Monday night – no class to teach! Heaven. Instead I watched His Dark Materials on HBO. They’ve changed a lot from the book – which by chance I just read – but still, they’re doing a great job. I mean, there are armoured bears in the book, and now they’re on the screen, magnificent and more or less believable, as are the daemons, the animals that accompany everyone in this universe. It takes me back to reading Harry Potter, the sublime pleasure of rediscovering my youth by sitting plunged into a fantasy novel.
I also watched the moving if a tiny bit hokey last episode of the new Anne series – really wonderful work, even if its portrayal of how welcoming PEI residents in the late 19th century were to citizens of colour is surely also a fantasy.

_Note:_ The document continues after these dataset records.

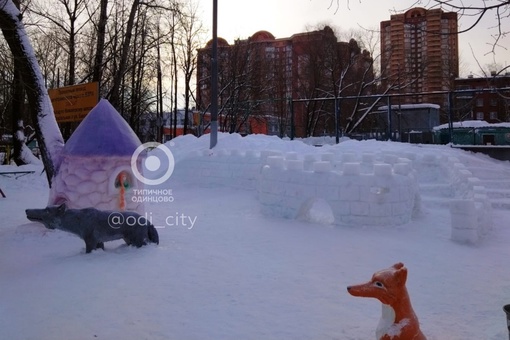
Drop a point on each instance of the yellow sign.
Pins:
(73, 103)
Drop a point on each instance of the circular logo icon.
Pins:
(158, 155)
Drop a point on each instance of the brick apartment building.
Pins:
(419, 52)
(258, 76)
(492, 104)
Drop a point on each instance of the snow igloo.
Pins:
(95, 168)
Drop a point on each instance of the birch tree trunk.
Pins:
(41, 111)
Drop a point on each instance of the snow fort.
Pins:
(95, 170)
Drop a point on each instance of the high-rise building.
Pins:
(419, 54)
(259, 76)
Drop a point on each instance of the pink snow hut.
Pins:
(95, 169)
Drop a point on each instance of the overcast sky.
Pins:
(242, 18)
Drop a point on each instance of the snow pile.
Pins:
(238, 273)
(384, 196)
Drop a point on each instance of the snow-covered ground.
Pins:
(237, 273)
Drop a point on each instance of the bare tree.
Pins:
(68, 22)
(191, 41)
(41, 111)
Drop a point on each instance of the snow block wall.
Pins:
(362, 192)
(471, 211)
(221, 168)
(84, 182)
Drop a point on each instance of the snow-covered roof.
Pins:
(473, 124)
(410, 106)
(103, 132)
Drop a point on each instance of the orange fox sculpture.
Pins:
(398, 321)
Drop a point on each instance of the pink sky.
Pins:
(240, 19)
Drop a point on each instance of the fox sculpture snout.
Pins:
(398, 320)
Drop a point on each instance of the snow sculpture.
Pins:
(366, 193)
(96, 164)
(398, 320)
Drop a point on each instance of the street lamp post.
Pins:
(214, 78)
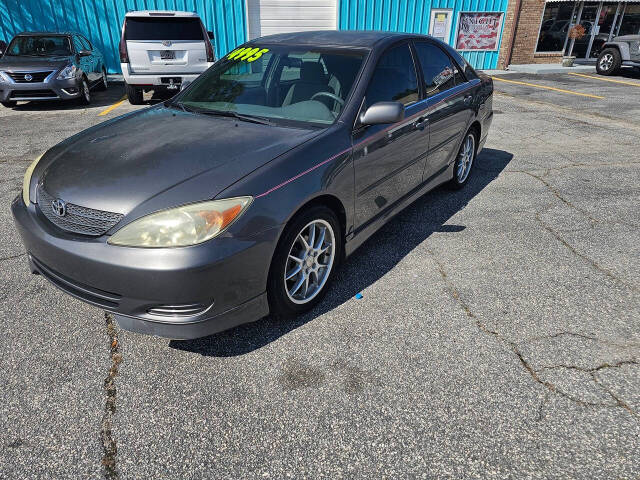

But a lovely one. My friend R.H. Thomson – we were the two Canadians in our year at theatre school in London – is perfect as Matthew, shy, incoherent, but yearning. Beautiful.
If you’re careful to avoid the endless, ceaseless crap, there’s some pure gold on television.
A change of plans on Tuesday – Anna called to say she wasn’t feeling well, was there a possibility I could get the boys at school and take them to their after-school activities? There certainly was, especially as it was a spectacularly mild day. They came blasting out of school, Ben at 3.15 and Eli at 3.30, and spent the next 45 minutes careening around the playground; the two of them and a friend invented a game of pressing their arms across their chests and trying to knock each other over with the force of their bodies that kept them busy slamming and falling for a good 20 minutes.
Then the streetcar and the bus to a community centre, with a quick stop beforehand to charge around another playground – then Ben to a swimming lesson and Eli to drumming, free classes given by the city provided you rise at dawn to fight the crowds to get on the list. Anna waits on the day with several cellphones and is now a master at getting the courses and times she wants. I then took them at their request to a fish and chip shop nearby, which to my sadness was not licensed. I needed a drink. Waiting for the streetcar, their game was hurling themselves from the bus shelter to the stone wall of the park and back. On the streetcar home, Ben stood by one of the back doors pushing the button to open it at every stop. He takes his job very seriously. My job was to make sure he didn’t fall out.
By the time we got home, I was beyond exhausted, and that was mostly from watching them. Whereas they were still going. Testosterone – what a phenomenal chemical it is! If you could channel it only for good, the world would be saved in ten minutes.